Quem passa pela Avenida Milton Terra Verdi, no coração de Fernandópolis sabe que, faça sol ou faça chuva, ele está trabalhando com sua velha companheira, uma máquina de costura Pfaff. Essa rotina ele cumpre desde 1960 quando comprou a alfaiataria do patrão e virou dono do seu próprio negócio.
Aos 83 anos, que vai completar no dia 20 de junho, Estevam Picinini é uma testemunha ocular da história da cidade. Viu aquela vila de ruas de terra se transformar em cidade enquanto pedalava sua máquina de costura. Foi nesta cidade onde chegou ainda jovenzinho, que constituiu família, criou e estudou os filhos e escolheu para viver até quando Deus quiser.
É claro, que pelo nome poucos o reconhecem. Ele é um desses fernandopolenses que é reconhecido mais pelo apelido que ganhou no futebol: Branco. Sim, o nosso personagem é o Branco Alfaiate, um dos mais antigos profissionais em atividade na cidade. “Ninguém me conhece por Estevam. É só perguntar por aí”, brinca. Enquanto costurava ele conversou com CIDADÃO.
Quando Branco chegou ali na Avenida Milton Terra Verdi, no quarteirão entre as Ruas São Paulo e Rio de Janeiro, essa rua era apenas identificada como Avenida 6. “Aqui na Avenida 6, estou há 60 anos. Aqui era terra, tinha uma lagoa na esquina da Rua São Paulo, tinha pinguela para atravessar a rua. O asfalto começou lá no Dr. Alberto Senra (consultório que ficava na Rua São Paulo onde hoje é a Papelaria Aquarius) e veio prá cá. Quem fez foi o Pacheco (Adhemar Monteiro Pacheco)”, conta.
Branco diz que sempre trabalhou de alfaiate. “Em Estrela d´Oeste a gente morava na roça (o pai era administrador de uma fazenda) e para estudar tinha que andar 8 km para ir e 8 para voltar. Quando tirei o diploma de grupo meu pai me mandou para a cidade para aprender a profissão com um alfaiate que tinha chegado de São Paulo. Comecei com 14 anos, graças a Deus e logo vim para Fernandópolis”.
Já como dono do seu negócio, Branco casou-se com dona Adirlena Romano. “Eu e minha esposa, ela professora formada, trabalhamos muito para estudar os filhos Willians e Sérgio”. Willians se formou engenheiro mecânico e Sérgio é médico em São Paulo.
Hoje, Branco trabalha apenas por hobby. “Gosto de trabalhar, mas hoje faço apenas reformas de roupas. Antes era muito serviço, cheguei a ter 12 funcionários para dar conta das encomendas de ternos, calças, camisas, coletes. Naquela época terno comprado feito era para vestir defunto”, relata.
“Antigamente as pessoas usavam terno até para ir ao cinema, para namorar. É só olhar as fotos antigas. Todo mundo de terno”, diz ele. “Hoje você vai numa loja e compra um terno por 100, 200 reais. Ai traz aqui para ajustar a manga, a barra. Hoje o nosso trabalho é esse, fazer reformas”.
Aos 83 anos, já não precisaria mais trabalhar, mas o alfaiate dá uma pedalada na máquina e diz que trabalha porque gosta. “Não vou ficar parado, não sou poste. Os meninos (filhos) querem que pare de trabalhar, que aproveite para viajar, mas eu gosto do que faço. Enquanto tiver disposição vou trabalhando”.

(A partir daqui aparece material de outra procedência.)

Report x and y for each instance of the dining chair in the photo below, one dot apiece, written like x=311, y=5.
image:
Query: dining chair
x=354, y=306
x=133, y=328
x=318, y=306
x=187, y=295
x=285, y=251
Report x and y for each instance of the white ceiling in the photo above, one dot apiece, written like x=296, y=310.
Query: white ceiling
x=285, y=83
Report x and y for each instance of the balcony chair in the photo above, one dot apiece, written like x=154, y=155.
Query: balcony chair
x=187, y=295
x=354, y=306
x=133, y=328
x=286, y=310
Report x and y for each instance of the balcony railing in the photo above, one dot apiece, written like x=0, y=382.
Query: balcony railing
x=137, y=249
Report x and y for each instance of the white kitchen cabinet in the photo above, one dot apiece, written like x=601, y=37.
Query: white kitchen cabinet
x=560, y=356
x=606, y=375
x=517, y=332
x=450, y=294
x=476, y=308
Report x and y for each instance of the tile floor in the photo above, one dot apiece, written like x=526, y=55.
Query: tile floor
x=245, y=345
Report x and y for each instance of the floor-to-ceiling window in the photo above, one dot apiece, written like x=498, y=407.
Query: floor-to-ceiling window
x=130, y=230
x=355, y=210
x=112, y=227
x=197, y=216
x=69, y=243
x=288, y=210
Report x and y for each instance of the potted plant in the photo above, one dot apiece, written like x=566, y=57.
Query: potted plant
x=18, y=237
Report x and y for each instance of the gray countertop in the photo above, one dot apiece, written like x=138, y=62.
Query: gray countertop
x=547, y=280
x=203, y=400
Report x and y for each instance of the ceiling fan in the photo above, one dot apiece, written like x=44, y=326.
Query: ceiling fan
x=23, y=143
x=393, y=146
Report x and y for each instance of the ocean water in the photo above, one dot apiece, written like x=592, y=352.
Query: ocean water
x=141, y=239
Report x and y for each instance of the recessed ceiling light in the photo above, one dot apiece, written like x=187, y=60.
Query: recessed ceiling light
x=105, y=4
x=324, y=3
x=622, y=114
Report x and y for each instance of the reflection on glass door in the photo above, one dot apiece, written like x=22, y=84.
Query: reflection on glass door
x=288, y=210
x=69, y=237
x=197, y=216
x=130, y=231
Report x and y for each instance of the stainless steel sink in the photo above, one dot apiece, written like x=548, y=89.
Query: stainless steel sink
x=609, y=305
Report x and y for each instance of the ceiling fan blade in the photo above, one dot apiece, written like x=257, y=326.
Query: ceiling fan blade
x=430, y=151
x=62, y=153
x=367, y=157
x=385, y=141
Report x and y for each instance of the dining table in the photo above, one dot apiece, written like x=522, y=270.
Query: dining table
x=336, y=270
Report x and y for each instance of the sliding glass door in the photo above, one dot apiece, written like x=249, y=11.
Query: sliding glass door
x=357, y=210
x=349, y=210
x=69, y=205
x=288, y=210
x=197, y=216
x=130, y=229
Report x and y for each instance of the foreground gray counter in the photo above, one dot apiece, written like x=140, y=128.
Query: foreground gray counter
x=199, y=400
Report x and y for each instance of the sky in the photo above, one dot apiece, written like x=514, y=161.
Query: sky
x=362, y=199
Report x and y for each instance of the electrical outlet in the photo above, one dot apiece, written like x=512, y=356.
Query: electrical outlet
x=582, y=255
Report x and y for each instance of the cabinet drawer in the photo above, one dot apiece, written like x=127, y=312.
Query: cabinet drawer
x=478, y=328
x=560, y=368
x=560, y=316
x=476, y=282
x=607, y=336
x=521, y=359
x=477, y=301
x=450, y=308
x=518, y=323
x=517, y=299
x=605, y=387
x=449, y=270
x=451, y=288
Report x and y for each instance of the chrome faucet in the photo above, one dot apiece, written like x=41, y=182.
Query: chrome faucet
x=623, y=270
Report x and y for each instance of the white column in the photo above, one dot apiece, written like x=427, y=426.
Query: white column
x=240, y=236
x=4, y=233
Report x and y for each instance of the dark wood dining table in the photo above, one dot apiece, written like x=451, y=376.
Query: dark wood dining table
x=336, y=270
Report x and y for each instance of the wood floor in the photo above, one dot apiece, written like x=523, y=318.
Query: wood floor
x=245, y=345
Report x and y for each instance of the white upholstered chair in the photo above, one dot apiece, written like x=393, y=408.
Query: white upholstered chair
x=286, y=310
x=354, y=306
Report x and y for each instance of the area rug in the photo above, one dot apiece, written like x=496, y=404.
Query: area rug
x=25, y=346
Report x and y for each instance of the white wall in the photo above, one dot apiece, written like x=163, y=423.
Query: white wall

A rotina é de semana cheia, de segunda a sábado, quando fecha a alfaiataria ao meio dia. “Aí é sagrado, vou pescar. E sou o pescador das antigas que gosta de pescar no barranco”. Detalhe: ele não come peixe. O que pesca guarda par os filhos e amigos. Além da pescaria ele diz que não abre mão de uma cervejinha todo dia quando chega em casa após o dia de trabalho. “Se não tem uma gelada em casa, venho na padaria buscar”.
Esbanjando saúde e disposição, Branco conta que é um homem realizado. Fala com orgulho da esposa, dos filhos e diz que tem quatro netos, dois de cada filho.
E Fernandópolis? Você viu a cidade crescer daqui de sua alfaiataria? Branco ajeita os óculos e diz: “A decepção é ver que éramos melhores que Votuporanga e hoje ficamos para trás”.
A política em Fernandópolis sempre foi quente. Sua alfaiataria era muito frequentada e, claro, ouvia de tudo, mas nunca tomou partido. Diz com orgulho que não tem inimigos. Chegou a ser cortejado para ser candidato a vereador, mas nunca aceitou. “Não iria me dar bem nisso. Sempre torci calado na política. Hoje a política em Fernandópolis é mansa comparada com antigamente”, relata.